Selama hari-hari pertama Laporan Brasil memang ada, reporter Ciara Long menunjukkan bahwa argumen para aktivis hak kepemilikan senjata di Brasil merupakan salinan pedoman Asosiasi Senapan Nasional AS. “Ini bukan sekedar logika yang diimpor, tapi bahkan unggahan, meme,” kata Ivan Marques, direktur LSM Instituto Sou da Paz, saat itu. Namun jika Anda lebih memperhatikan, Anda akan melihat bahwa fenomena ini tidak hanya terjadi pada gerakan pro-senjata. Kelompok sayap kiri dan kanan Brazil semakin terlibat dalam perang budaya Amerika – mentransplantasikan diskusi tanpa banyak adaptasi ke dalam konteks yang sama sekali berbeda.

Baru minggu lalu, Presiden Jair Bolsonaro mencoba memicu gerakan anti-vaxxer, dengan mengatakan “tidak ada yang bisa memaksa siapa pun untuk menerima vaksin Covid-19.” Argumen bahwa kebijakan vaksinasi yang ketat merupakan pelanggaran terhadap kebebasan pribadi masyarakat muncul langsung dari Diskusi anti-vaksin Amerika. Hal ini juga sama sekali tidak sesuai dengan kenyataan di Brasil, dimana 88 persen warganya akan menerima vaksin virus corona begitu vaksin tersebut tersedia, menurut jajak pendapat Ipsos-Mori baru-baru ini.

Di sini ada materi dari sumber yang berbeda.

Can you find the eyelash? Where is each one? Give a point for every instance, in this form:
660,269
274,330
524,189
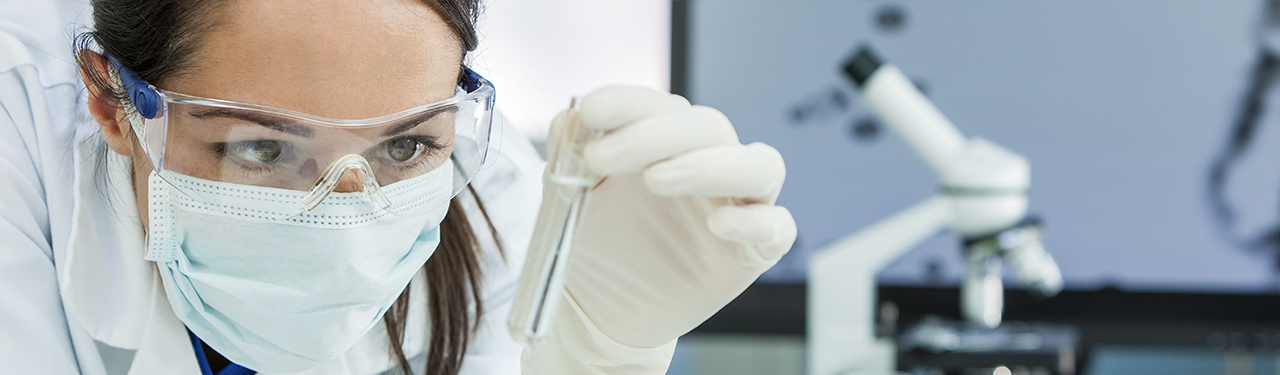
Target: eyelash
426,141
220,150
430,145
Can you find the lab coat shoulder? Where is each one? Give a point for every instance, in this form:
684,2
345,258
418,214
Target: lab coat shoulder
511,193
36,136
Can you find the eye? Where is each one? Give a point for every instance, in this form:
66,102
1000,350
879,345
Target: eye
403,149
256,151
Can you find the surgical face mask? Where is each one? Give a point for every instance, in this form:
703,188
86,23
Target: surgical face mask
277,291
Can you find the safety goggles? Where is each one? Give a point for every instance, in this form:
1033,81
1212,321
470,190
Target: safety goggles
197,145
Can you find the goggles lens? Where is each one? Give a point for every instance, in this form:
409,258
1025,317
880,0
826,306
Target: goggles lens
196,142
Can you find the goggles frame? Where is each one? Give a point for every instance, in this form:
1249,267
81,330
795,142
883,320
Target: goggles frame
151,103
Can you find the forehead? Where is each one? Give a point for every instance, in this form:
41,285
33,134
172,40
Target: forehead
330,58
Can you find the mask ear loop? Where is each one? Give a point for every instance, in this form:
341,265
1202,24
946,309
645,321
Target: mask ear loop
333,174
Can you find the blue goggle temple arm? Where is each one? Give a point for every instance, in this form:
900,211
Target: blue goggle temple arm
145,96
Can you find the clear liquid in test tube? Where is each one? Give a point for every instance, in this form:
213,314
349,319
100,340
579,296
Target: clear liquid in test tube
565,186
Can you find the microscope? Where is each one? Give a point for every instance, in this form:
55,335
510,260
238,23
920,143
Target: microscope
983,199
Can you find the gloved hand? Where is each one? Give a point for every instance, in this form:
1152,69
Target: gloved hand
681,223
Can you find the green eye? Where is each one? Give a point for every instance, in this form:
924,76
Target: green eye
257,151
403,149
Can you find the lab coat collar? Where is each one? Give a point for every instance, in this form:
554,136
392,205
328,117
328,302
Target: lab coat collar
108,288
118,298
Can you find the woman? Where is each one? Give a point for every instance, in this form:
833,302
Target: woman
318,187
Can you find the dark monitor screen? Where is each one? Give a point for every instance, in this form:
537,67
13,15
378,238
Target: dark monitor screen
1124,109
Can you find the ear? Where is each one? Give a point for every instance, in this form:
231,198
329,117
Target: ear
105,105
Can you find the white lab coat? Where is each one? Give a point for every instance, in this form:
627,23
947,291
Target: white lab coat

Kelompok anti-vaksin di AS telah dikaitkan dengan pendukung Presiden Donald Trump, dan kebijakan vaksinasi telah menjadi salah satu medan perang budaya yang tak terhitung jumlahnya. Sementara Brasil punya kerumitannya sendiri riwayat resistensi terhadap vaksinasi yang dibuktikan dalam kerusuhan vaksin tahun 1904 yang terkenal di Rio de Janeiro, Tn. Kata-kata Bolsonaro adalah bukti lain dari perubahan budaya besar yang sedang berlangsung di Brasil.

Penerimaan perang budaya Amerika yang tidak tahu malu telah menjadi ciri khas merek Jair Bolsonaro. Beberapa minggu lalu, putra tertua ketiganya, Anggota Kongres Eduardo Bolsonaro, memposting foto Kyle Rittenhouse, penembak berusia 17 tahun yang membunuh pengunjuk rasa Black Lives Matter di Wisconsin. Tn. Bolsonaro mengatakan penembaknya sedang mempertahankan propertinya dari “teroris” dan menawarkan “dukungan penuh untuk Kyle muda.”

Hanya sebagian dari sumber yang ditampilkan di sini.